DES MOINES, Iowa, Jan. 19 — On September 2, 2003, Senator John F. Kerry stepped into the Grand Ballroom at the historic Hotel Fort Des Moines only hours after he had stepped on his own announcement tour message, embroiling his campaign in a "staff shakeup" drama that would haunt the Kerry camp for three long months. On Monday night, Kerry walked out of that same ballroom the upset winner, regaining the frontrunner status lost somewhere in Dean's hot summer. The Senator heard the first set of entrance poll numbers while traveling on the "Real Deal Express" from his final Iowa event to Urbandale High School, a bustling caucus site for 1,400 people.
Kerry waded his way through the crowd, signing autographs, posing for pictures and making one last pitch, "Help the undecideds," Kerry cried, "Don't let them get away!"
By the time the Senator reached Suite 1014 in downtown Des Moines, it was fast becoming clear that his 76 long days in the Hawkeye State were about to pay off. Kerry sat with his wife Teresa Heinz Kerry and his daughters Alexandra and Vanessa watching returns and failing to eat the room service his ever-faithful staff had ordered for him.
Sen. Ted Kennedy, who made three separate trips to the Hawkeye State in support of his junior Senator, sat nearby, along with numerous members of the Kerry staff, including turnout wizard Michael Whouley, ad man Jim Margolis, and concept creator Bob Shrum.
In a brief availability with his original press corps, Kerry heaped praise on Iowa for "giving America a lesson in democracy."
Pledging to take the fight to his native Northeast, Kerry pledged, "I'm a fighter.

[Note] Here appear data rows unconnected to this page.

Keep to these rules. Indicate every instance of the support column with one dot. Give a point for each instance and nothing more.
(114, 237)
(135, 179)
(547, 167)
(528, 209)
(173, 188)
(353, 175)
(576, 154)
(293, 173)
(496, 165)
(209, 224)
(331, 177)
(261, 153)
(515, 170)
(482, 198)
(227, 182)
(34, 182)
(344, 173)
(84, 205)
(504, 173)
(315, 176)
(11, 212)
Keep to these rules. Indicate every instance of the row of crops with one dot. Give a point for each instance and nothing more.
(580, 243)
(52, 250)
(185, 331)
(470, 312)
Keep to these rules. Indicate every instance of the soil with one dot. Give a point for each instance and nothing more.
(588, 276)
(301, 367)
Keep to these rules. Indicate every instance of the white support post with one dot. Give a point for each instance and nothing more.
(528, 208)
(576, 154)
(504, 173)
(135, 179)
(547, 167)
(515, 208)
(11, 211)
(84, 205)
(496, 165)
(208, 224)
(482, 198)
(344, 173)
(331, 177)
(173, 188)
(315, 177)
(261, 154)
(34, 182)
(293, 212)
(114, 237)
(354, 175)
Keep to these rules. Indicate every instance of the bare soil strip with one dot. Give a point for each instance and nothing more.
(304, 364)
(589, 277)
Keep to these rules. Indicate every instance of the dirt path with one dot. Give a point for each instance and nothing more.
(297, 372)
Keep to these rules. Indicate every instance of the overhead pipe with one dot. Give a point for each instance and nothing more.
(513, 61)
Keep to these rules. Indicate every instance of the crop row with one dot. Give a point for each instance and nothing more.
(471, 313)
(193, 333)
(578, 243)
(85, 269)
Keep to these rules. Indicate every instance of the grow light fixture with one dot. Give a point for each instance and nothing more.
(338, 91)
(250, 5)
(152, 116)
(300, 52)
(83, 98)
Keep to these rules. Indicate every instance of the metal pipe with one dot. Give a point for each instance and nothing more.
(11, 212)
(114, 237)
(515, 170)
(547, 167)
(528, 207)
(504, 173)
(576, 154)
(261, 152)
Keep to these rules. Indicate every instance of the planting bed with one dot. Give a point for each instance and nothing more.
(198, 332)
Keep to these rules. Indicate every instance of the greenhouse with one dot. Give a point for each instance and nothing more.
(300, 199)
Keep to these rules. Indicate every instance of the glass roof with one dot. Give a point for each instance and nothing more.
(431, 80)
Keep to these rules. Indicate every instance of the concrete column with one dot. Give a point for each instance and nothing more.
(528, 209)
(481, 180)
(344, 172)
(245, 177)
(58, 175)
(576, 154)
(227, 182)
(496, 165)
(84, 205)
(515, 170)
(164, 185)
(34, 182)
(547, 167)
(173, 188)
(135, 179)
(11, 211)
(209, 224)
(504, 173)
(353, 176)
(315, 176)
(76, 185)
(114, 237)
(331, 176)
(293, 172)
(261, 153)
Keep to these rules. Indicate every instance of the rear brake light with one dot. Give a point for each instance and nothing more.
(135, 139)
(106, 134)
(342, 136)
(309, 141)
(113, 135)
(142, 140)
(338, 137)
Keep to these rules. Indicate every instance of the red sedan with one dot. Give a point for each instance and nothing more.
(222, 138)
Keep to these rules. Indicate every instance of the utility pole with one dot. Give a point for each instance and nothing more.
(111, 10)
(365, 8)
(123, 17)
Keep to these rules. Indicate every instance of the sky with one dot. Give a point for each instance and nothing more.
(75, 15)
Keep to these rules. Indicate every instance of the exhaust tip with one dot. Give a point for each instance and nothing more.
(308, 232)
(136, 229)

I'm here to win. And I'm going to take that message to the White House." The candidate mentioned a call he placed to Gephardt, the "gracious" conversation he had with Howard Dean, and several attempts to reach Sen. Edwards. The seemingly tired but clearly pleased Senator leaned back and commented, "It feels like comeback Kerry. I like it."
Kerry's campaign took a 2:00 am flight from Des Moines to Manchester with only 7 days to find out if New Hampshirites feel the same way.